I’m not a scripture scholar and doubtless much has been written on the subject of the various healing miracles performed by Jesus that are recorded in the Gospels.
Today’s Gospel is one of those healing miracles – St. Mark’s account of Jesus healing a blind man. Jesus puts spittle on the man’s eyes and lays his hands on him, after which the man can “see people looking like trees and walking.” Jesus lays hands on him a second time and the man sees clearly.”
I read this and wonder, why the spittle? Why laying hands twice? Similarly, I’ve asked, why when Jesus heals the deaf mute does he stick his finger in his ear and place spittle on his tongue?
We know that Jesus can heal someone without touching him; later in Mark’s Gospel he will heal Bartimaeus without laying hands on him.

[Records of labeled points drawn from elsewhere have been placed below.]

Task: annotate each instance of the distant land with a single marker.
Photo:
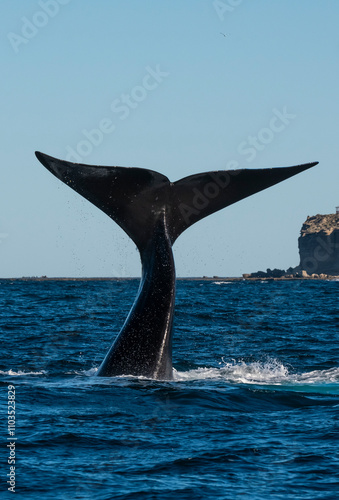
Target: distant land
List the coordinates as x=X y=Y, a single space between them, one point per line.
x=318 y=249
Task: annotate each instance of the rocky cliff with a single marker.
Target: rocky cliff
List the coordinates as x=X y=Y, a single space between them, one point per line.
x=319 y=245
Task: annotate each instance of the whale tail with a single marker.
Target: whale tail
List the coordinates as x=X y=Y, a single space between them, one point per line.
x=137 y=198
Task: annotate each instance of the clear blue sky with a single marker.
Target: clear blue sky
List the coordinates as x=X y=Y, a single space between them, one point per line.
x=69 y=67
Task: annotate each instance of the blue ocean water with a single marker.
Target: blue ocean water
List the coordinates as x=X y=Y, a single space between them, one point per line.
x=252 y=412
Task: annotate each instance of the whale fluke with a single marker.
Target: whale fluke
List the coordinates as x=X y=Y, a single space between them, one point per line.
x=154 y=212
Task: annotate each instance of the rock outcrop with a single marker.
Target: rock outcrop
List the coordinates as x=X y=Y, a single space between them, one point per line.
x=319 y=245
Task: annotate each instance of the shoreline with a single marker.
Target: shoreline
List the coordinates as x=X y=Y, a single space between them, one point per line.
x=203 y=278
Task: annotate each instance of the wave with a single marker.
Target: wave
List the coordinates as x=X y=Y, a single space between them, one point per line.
x=270 y=373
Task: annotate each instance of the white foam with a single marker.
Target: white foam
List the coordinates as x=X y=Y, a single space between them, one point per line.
x=270 y=373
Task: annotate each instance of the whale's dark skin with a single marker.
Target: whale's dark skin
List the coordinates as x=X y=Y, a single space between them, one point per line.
x=154 y=212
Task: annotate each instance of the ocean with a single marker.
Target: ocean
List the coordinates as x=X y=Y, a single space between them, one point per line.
x=252 y=412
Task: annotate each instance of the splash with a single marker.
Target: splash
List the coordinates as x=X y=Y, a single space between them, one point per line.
x=270 y=373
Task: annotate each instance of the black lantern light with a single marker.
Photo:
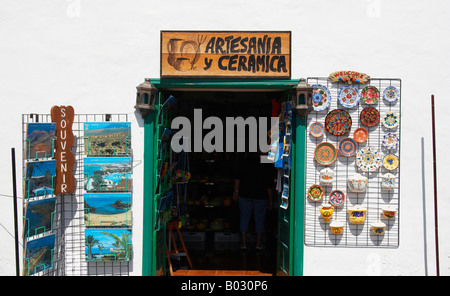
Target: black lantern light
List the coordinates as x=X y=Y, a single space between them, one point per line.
x=302 y=103
x=145 y=98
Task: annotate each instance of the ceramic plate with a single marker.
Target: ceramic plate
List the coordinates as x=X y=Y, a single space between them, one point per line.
x=315 y=192
x=360 y=135
x=337 y=198
x=325 y=153
x=370 y=117
x=391 y=120
x=316 y=129
x=391 y=94
x=348 y=147
x=321 y=97
x=390 y=162
x=348 y=96
x=368 y=159
x=390 y=141
x=370 y=95
x=338 y=122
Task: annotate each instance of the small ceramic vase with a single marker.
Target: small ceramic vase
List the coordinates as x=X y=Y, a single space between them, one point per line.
x=378 y=227
x=326 y=177
x=326 y=210
x=357 y=183
x=357 y=214
x=388 y=181
x=336 y=227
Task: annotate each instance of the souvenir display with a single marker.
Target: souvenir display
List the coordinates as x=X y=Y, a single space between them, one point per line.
x=370 y=117
x=321 y=97
x=357 y=183
x=390 y=141
x=390 y=162
x=349 y=96
x=347 y=147
x=370 y=95
x=368 y=159
x=326 y=210
x=391 y=94
x=326 y=177
x=391 y=120
x=360 y=135
x=316 y=129
x=357 y=214
x=325 y=153
x=337 y=198
x=338 y=122
x=315 y=192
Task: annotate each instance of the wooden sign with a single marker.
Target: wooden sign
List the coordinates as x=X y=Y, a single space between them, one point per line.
x=349 y=77
x=63 y=117
x=225 y=54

Indeed, Jesus doesn’t even have to be in the same place as someone to heal him; he heals the centurian’s servant without going to the centaurian’s home.
So the answer to the question of why Jesus sometimes uses certain physical acts can’t be that they are necessary to accomplish the healing.

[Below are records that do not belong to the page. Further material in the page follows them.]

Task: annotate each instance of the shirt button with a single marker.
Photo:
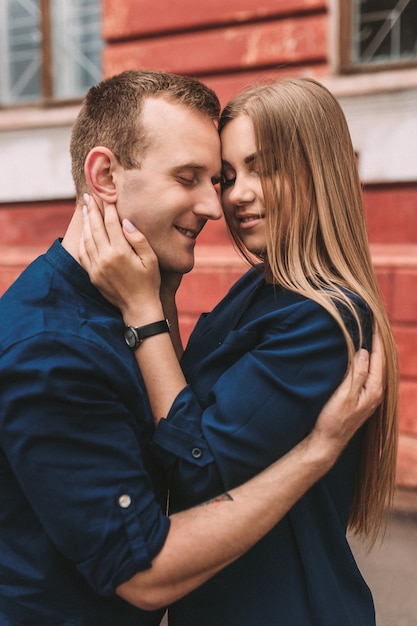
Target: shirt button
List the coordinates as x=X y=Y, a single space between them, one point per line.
x=125 y=501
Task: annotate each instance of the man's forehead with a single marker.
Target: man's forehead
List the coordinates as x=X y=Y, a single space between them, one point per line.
x=187 y=137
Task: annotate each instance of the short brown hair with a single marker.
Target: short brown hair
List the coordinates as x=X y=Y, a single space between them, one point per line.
x=110 y=115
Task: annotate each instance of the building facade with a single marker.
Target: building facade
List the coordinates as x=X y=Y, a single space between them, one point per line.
x=365 y=52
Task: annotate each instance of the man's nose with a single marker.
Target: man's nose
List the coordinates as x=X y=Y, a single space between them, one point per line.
x=209 y=205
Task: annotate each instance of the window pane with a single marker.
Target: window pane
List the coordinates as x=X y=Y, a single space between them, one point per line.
x=384 y=31
x=76 y=46
x=21 y=52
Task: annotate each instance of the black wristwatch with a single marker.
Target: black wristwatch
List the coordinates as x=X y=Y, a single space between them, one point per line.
x=134 y=335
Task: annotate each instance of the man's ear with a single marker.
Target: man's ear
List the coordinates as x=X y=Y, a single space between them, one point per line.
x=100 y=167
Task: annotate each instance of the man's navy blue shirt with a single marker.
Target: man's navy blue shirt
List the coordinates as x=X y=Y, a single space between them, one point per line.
x=78 y=514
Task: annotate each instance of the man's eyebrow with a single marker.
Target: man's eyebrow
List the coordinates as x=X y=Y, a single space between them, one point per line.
x=247 y=160
x=196 y=167
x=189 y=166
x=251 y=158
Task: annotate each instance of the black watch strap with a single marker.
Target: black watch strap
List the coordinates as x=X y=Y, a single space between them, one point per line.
x=134 y=335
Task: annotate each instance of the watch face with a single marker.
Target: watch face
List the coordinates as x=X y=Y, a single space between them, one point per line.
x=131 y=337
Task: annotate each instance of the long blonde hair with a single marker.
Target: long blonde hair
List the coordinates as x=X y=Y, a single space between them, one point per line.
x=319 y=247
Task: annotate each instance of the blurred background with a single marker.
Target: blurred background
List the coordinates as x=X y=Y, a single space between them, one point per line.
x=365 y=51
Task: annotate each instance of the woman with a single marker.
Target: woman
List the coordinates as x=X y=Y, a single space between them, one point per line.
x=260 y=366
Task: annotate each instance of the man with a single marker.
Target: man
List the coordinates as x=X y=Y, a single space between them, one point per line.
x=84 y=540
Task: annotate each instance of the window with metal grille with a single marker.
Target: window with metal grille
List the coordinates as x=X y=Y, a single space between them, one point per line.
x=49 y=49
x=377 y=34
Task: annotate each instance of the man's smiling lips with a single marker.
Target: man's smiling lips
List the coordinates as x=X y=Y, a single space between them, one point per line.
x=246 y=221
x=192 y=234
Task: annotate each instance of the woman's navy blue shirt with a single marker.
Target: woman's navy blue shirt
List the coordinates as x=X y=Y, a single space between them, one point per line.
x=259 y=368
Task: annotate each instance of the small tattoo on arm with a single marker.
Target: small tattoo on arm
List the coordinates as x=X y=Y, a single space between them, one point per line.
x=224 y=497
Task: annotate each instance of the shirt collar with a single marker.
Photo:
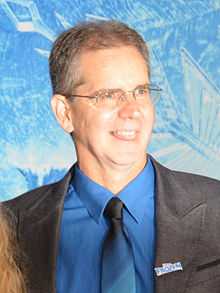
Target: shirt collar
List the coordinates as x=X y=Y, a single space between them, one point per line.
x=135 y=194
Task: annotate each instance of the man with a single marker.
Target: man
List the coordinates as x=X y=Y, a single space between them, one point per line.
x=168 y=239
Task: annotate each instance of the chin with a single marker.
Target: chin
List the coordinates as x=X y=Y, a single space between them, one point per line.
x=129 y=159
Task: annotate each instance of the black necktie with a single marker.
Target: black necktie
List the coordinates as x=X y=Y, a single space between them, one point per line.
x=118 y=273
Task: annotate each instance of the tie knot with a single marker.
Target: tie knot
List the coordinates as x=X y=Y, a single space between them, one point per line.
x=113 y=208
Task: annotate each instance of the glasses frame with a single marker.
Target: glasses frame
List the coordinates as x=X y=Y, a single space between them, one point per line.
x=150 y=87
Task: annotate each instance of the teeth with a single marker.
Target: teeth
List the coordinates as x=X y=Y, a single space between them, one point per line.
x=126 y=133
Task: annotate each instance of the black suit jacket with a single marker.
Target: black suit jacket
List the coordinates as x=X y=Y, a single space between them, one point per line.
x=187 y=229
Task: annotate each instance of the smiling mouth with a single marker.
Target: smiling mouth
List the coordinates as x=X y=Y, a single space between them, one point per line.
x=125 y=134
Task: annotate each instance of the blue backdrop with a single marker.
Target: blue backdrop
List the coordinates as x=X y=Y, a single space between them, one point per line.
x=184 y=41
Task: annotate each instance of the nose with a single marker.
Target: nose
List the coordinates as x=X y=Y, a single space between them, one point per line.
x=129 y=110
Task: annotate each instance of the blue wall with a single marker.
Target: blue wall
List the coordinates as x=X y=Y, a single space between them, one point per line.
x=184 y=40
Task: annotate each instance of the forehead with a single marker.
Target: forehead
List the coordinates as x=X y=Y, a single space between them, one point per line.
x=118 y=67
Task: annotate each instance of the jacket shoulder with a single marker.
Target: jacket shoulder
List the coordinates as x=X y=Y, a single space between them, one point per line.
x=189 y=183
x=34 y=198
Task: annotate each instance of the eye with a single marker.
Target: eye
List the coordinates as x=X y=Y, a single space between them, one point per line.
x=141 y=91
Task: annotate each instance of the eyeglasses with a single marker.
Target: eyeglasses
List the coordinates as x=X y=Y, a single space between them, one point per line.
x=113 y=98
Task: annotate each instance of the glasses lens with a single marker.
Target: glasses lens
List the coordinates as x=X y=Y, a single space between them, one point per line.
x=155 y=94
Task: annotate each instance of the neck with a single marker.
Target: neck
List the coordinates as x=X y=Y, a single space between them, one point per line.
x=113 y=177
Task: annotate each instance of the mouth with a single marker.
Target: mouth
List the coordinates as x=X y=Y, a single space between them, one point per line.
x=125 y=134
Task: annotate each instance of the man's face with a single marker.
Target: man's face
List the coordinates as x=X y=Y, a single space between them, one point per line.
x=117 y=136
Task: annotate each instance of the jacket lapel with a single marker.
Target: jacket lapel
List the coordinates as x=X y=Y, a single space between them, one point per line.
x=179 y=215
x=41 y=222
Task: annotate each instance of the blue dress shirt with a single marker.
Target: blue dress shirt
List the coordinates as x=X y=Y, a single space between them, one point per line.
x=83 y=229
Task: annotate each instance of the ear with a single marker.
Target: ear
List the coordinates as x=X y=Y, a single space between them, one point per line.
x=62 y=112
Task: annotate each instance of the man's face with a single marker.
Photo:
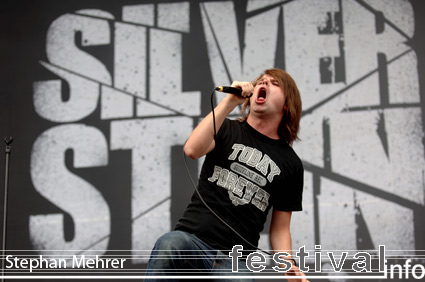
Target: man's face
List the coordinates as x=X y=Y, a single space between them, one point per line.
x=268 y=98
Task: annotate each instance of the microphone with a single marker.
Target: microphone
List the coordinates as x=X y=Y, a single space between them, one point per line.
x=231 y=90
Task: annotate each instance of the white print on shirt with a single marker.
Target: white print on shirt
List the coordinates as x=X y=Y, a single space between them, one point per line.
x=243 y=183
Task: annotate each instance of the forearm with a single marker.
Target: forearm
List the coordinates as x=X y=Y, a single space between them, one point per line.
x=201 y=141
x=281 y=242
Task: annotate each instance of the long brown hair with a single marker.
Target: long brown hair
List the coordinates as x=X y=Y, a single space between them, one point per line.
x=290 y=124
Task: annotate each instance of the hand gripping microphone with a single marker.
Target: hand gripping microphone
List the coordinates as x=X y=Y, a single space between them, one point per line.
x=231 y=90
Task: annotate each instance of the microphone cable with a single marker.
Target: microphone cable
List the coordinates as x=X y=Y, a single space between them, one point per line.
x=202 y=199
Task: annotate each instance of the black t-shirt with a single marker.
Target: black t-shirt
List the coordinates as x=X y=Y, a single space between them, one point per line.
x=241 y=179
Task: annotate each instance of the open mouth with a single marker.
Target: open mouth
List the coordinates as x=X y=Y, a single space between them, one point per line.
x=262 y=93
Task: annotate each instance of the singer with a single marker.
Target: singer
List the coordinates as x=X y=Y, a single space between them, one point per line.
x=250 y=168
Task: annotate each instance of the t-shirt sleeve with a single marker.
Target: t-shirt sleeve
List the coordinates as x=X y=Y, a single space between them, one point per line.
x=289 y=194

Perhaps a partial explanation is that the acts are for the benefit of the onlookers who view Jesus’ healings, to help them understand that it is not the method but the man. That is, using different methods makes it impossible for someone to say, “Ah, that’s the trick. It just takes some spit mixed with mud.” Instead, it is clear that it is Jesus. Sometimes he touches. Sometimes he simply speaks a few words. Sometimes he spits. The method changes; the constant is Jesus.
Maybe there are other explanations that are more sophisticated. But this is what I came up with as I reflected on the passage this morning.